Наступило 10-е сентября 2005 года. Мы заняли оборонительные рубежи и ждали. Поток колонн иссяк. В пяти километрах от нас уже шли бои. Нас уже начала "прессовать" авиация противника. К вечеру начали пробиваться полуголодные и изможденные бойцы из 2-й бригады морской пехоты.

Утром следующего дня начались бои по всей линии обороны бригады. Нас докомплектовали людьми за счет вырвавшихся из города морпехов и отставших при эвакуации. Ближе к обеду, американские морские пехотинцы захватили Казачье. Наши позиции обстреливались с трех сторон вражеской артиллерией и нещадно бомбилось авиацией. Подошедшие юсовские морпехи и турецкие десантники начали теснить нас, пытаясь сбросить в море. В импровизированном порту на мысе Херсонес оставалось еще достаточно войск и техники. Сюда с трудом прорвались два БДК "Ямал" и "Цезарь Кунников", а также четыре корабля охранения во главе с ГРКР "Москва", которую успели наспех починить, отбуксировать в Новороссийск, где ее окончательно отремонтировали и возвратили в строй.

Обстановка накалялась. Мы дрались за каждый клочок земли. К вечеру 11-го выбили американцев из Казачьего и закрепились в развалинах домов, подготавливая в каждом закоулке сюрпризы для наступающих в виде растяжек и тому подобных вещей. Под покровом наступившей темноты пендосы опять пошли в атаку. За ночь Казачье переходило из рук в руки два раза. Потери обеих сторон были большими. Если в моей роте, которая участвовала в обороне, утром 10-го было 67 человек, то к утру 12-го – двадцать пять бойцов, а поселок прикрывал наш батальон. Часам к восьми утра 12-го мы оставили Казачье и отправились на мыс Херсонесс для эвакуации. В порту стоял сплошной бардак и паника. Наш батальон первым должен был погрузиться на СКР «Ладный», потому что техники у нас не осталось, а личного состава – около полусотни человек. Народу в порту было тьма, какого хочешь. Корабли под завязку были загружены и уже отходили в открытое море. Панику усиливала авиация противника, которая чуть ли не каждые десять минут совершала налеты. Некоторые в отчаянии бросались в море, вплавь пытались догнать корабли, но некоторые под тяжестью одежды и снаряжения тонули, а некоторые возвращались. Тех кто доплывал, матросы из команды кораблей расстреливали из автоматов.

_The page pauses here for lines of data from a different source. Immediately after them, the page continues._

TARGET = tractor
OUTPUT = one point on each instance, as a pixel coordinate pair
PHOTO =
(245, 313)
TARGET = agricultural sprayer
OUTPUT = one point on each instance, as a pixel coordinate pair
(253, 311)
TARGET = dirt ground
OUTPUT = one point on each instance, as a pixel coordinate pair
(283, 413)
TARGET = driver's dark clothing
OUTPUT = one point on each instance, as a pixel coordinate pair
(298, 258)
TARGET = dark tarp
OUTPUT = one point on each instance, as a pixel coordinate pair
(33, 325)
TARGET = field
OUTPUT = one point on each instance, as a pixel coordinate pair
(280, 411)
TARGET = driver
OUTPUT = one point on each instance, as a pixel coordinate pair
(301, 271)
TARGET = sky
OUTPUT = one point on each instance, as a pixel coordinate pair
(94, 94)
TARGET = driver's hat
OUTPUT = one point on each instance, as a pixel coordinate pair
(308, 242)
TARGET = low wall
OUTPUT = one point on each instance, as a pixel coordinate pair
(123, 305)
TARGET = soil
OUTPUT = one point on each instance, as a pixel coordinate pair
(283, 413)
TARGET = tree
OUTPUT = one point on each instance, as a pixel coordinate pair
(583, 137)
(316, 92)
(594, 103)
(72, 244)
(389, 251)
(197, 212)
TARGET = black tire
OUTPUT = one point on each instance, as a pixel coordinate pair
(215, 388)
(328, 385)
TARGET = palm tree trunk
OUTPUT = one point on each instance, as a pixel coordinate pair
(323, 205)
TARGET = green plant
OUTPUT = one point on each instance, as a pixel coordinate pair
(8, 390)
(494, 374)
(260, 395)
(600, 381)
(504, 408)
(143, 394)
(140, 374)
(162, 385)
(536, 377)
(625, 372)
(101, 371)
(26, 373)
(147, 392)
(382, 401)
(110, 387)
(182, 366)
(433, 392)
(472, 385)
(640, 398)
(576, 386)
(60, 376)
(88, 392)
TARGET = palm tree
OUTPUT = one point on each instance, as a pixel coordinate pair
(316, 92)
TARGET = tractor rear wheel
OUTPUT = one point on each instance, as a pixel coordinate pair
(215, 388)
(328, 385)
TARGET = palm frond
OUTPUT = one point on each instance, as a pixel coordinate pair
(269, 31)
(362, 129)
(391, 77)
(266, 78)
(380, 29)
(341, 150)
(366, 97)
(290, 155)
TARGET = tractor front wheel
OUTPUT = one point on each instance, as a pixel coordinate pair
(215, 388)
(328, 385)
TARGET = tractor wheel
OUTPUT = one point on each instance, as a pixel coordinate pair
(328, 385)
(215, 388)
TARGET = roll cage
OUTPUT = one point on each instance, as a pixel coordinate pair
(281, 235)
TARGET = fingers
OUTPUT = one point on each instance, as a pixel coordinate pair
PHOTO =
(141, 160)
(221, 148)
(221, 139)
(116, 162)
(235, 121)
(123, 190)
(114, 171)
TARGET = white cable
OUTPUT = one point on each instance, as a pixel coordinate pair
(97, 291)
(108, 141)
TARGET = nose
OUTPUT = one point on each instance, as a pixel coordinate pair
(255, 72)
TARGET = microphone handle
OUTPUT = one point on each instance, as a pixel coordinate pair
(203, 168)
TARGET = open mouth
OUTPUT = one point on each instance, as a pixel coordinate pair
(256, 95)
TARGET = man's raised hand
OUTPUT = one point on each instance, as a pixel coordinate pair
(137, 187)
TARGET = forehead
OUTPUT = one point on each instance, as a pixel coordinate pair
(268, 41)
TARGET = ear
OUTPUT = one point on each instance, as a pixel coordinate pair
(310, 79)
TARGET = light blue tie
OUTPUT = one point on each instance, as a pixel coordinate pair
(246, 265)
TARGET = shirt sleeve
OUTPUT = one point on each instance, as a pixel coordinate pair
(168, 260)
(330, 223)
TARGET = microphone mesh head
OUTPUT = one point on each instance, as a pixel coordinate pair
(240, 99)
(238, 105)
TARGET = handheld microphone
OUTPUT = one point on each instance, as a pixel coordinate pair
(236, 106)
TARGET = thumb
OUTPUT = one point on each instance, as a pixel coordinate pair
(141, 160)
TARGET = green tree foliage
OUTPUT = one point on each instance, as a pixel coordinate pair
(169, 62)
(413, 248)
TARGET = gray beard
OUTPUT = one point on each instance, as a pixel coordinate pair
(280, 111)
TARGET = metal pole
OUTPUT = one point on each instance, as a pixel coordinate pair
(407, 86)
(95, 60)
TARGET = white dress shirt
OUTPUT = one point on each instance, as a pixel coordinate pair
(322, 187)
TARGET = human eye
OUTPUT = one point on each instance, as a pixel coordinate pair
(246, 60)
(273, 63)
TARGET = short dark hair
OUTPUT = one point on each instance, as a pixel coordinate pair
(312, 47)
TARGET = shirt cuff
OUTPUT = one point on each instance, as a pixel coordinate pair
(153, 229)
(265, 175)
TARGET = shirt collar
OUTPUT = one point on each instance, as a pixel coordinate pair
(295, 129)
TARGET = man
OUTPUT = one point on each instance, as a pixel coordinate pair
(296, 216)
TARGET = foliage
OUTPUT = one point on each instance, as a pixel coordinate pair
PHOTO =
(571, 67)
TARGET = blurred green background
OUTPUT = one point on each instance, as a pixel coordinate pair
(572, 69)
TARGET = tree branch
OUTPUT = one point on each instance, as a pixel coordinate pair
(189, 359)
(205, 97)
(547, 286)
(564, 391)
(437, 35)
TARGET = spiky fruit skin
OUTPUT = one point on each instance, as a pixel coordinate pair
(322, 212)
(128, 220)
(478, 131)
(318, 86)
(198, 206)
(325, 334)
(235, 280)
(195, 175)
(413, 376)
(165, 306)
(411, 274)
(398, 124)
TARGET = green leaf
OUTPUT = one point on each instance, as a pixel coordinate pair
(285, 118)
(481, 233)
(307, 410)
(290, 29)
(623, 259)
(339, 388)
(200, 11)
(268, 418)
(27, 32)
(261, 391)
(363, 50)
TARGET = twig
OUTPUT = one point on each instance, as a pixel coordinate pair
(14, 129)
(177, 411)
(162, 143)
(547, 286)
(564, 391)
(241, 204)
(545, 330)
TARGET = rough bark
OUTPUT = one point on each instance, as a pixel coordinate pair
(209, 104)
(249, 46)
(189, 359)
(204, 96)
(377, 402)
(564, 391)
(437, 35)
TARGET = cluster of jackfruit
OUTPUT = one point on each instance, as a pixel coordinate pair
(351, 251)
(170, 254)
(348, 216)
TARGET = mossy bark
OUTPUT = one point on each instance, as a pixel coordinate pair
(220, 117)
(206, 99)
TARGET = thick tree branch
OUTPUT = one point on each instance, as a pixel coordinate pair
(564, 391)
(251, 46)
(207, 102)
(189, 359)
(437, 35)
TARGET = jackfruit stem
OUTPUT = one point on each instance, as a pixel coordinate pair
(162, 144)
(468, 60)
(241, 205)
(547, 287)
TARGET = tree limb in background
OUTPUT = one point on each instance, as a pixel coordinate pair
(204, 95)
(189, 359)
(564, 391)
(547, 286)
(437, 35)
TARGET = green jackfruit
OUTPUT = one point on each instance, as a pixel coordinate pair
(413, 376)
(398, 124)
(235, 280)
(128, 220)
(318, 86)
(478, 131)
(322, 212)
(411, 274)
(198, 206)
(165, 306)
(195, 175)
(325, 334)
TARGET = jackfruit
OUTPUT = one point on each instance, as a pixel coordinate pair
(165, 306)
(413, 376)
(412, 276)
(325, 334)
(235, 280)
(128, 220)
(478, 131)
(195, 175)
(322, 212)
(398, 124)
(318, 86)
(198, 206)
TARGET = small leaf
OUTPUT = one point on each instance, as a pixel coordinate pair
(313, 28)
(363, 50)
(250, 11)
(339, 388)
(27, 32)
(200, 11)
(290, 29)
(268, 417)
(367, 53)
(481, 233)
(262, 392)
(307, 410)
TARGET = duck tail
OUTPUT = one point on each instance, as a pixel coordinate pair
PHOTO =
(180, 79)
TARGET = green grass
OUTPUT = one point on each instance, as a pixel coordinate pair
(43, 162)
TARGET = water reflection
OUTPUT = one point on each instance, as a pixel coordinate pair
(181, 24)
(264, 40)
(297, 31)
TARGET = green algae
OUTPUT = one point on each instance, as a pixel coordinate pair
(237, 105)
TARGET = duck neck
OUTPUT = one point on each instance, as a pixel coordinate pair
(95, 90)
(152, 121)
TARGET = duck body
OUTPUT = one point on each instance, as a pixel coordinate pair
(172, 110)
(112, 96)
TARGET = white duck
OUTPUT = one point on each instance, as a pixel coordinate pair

Наш батальон на тот момент насчитывал 49 человек, из которых было всего 2 офицера и 1 прапорщик. Мне пришлось взять командование на себя, потому что комбат погиб этой ночью в Казачьем. Во избежание паникерства приказал батальону построиться, несмотря на налеты авиации. Приказал занимать оборону, сказал, что за нами придут корабли и если увижу хоть какой-то признак паникерства, того пристрелю на месте по закону военного времени. И солдаты начали долбать лопатками землю.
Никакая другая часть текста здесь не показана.